Restoration is the goal of all of this. And Jesus is telling us the whole church is involved with this. You cannot be a Christian and say I just want the blessings of Jesus, and I don’t want to put in any of the effort and hard work. And I don’t even want to do the things that he tells me to do that I’m uncomfortable with.

We have no option. When we call him Lord, do we actually believe that? Do we actually believe that we should do what he says and that that’s a good thing, not just for us but also for the church. This is what the Lord does. He delegates his authority to imperfect people who have a perfect word to guide them in how to do all of this.

Heavy stuff. But this is literally what Jesus sent his disciples to do in the world. And that’s us. Reach the nations with the gospel, see them baptized, disciple them; and when one starts to wander, we go after them. Come back. Come back. Come back. And if they won’t come back, we give them over to what they want to do, and we pray all the while, Lord, bring them so low that they know they can turn back and come to your grace. Lord, bring them back to us. Bring them back to us. Bring them back to us.

That’s what we do. And not enough places do that. This is what we have to do. If we seriously love one another, this is what we’ll do. John’s Great Commission tells us what Jesus expects for us as we go out and live as his representatives.

One of your elders, Brad Penner, has a practice that he does on Christmas Eve or shortly after. Somewhere around this time.
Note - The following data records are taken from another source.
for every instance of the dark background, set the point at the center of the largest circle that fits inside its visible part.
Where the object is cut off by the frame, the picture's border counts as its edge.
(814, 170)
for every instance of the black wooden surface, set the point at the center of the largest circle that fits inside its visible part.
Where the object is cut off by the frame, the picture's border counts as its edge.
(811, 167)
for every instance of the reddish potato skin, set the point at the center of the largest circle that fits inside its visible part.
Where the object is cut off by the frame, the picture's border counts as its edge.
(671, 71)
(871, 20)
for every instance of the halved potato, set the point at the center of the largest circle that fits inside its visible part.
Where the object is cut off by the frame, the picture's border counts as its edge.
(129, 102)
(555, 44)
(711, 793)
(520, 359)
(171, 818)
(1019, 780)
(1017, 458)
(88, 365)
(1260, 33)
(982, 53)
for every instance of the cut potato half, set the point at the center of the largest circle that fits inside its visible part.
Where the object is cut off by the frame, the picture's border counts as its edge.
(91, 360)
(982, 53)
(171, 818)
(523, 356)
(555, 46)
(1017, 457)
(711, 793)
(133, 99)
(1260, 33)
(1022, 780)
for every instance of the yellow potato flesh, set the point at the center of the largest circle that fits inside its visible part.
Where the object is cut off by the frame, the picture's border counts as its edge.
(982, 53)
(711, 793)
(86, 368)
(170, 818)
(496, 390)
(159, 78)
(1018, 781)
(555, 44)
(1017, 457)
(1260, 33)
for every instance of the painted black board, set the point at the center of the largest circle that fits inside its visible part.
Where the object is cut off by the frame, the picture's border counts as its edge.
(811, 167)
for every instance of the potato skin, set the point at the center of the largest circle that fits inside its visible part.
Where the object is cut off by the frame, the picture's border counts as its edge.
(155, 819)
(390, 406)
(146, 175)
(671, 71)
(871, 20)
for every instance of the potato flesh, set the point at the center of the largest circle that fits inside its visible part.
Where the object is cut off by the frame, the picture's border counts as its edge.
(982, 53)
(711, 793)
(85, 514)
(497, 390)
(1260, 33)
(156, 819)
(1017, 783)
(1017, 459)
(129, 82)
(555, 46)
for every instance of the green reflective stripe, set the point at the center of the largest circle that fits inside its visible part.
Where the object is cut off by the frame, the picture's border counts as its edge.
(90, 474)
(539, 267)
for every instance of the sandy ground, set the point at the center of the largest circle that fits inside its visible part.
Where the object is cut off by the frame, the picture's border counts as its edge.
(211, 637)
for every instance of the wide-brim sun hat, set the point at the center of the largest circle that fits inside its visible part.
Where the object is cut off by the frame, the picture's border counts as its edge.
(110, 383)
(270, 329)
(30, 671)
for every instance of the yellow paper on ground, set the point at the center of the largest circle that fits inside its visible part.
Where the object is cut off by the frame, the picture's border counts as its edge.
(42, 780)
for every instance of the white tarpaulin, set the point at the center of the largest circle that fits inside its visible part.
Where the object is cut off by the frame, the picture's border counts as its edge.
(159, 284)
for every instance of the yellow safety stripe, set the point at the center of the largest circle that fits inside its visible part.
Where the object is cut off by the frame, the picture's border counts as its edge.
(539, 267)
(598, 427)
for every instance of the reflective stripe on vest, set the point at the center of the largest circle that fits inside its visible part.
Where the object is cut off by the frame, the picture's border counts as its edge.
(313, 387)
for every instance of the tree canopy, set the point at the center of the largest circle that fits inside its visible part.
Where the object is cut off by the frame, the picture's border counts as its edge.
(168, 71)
Brad, I’m giving away your secret, but it’s a great sermon illustration, so forgive me. Brad sits by the fire and he reflects. At the end of the year he just sits and reflects on the past year. He just sits and thinks about his year, his life. And I’m sure as he thinks, he’s thinking about changes to be made. Things like that.

I think that in light of the Great Commission and the fact that we came to it the day before a new year, it’s good for us to sit and reflect. How am I living as a Great Commission disciple? As a disciple that’s been commissioned by God?

And I like to think of the Christian life in kind of three categories. My own life before the Lord. Do I need to grow in gentleness like Christ? Am I too impatient, angry, proud? What’s in between me and God that I need to confess and that I need to work on putting Christ on? What is there in my life, what character trait?

But it’s not just that, because I think a lot of people think about Christianity just in those terms. So God expects us to live holy before him and to grow. But there’s a second area. How do I live before the lost? There’s a reason I’m not in heaven yet. It’s to be his representation on earth. How am I doing with that? Am I fearful of persecution? Am I just saying the nice parts about the gospel and not saying the tough parts because I’m nervous? Am I not even preaching the gospel or even praying to be given an opportunity to preach the gospel to people? How’s my evangelism with the world?

So how’s my character growing, my Christlikeness growing before God? How’s my relationship to the world? And thirdly, how’s my relationship with my church? He’s given me a gift to use. Am I using it effectively? Am I using it as he would want me to use it? Am I helping build the church up or am I hurting the church?

And those are really the categories of a Christian life. You, the Father; you, the lost; and you, the church. And I think it’d be great to take time to reflect on how we’re doing in those areas. How are we living as Great Commission disciples in those areas?

So I invite you to take a page out Brad Penner’s book. That’s always a good thing to do. But reflect on that. Ask the Lord to make you a Great Commission disciple. May this, may 2018 be the year where we represent Chris more faithfully than we ever have. Would that be a good prayer to pray? I think that’d be a great prayer to pray. Let’s do that.

Father, we want to be all that you intend us to be on this earth. This time that you’ve given us, this culture that you’ve put us into, these skills and abilities that we have, the resources that we have, let us throw all of those together and use us effectively to be your representation on earth.

Lord, we’re asking boldly that this would be the greatest year of influence in our own personal lives and in the life of our church for your Son’s glory. We pray this in his name. Amen.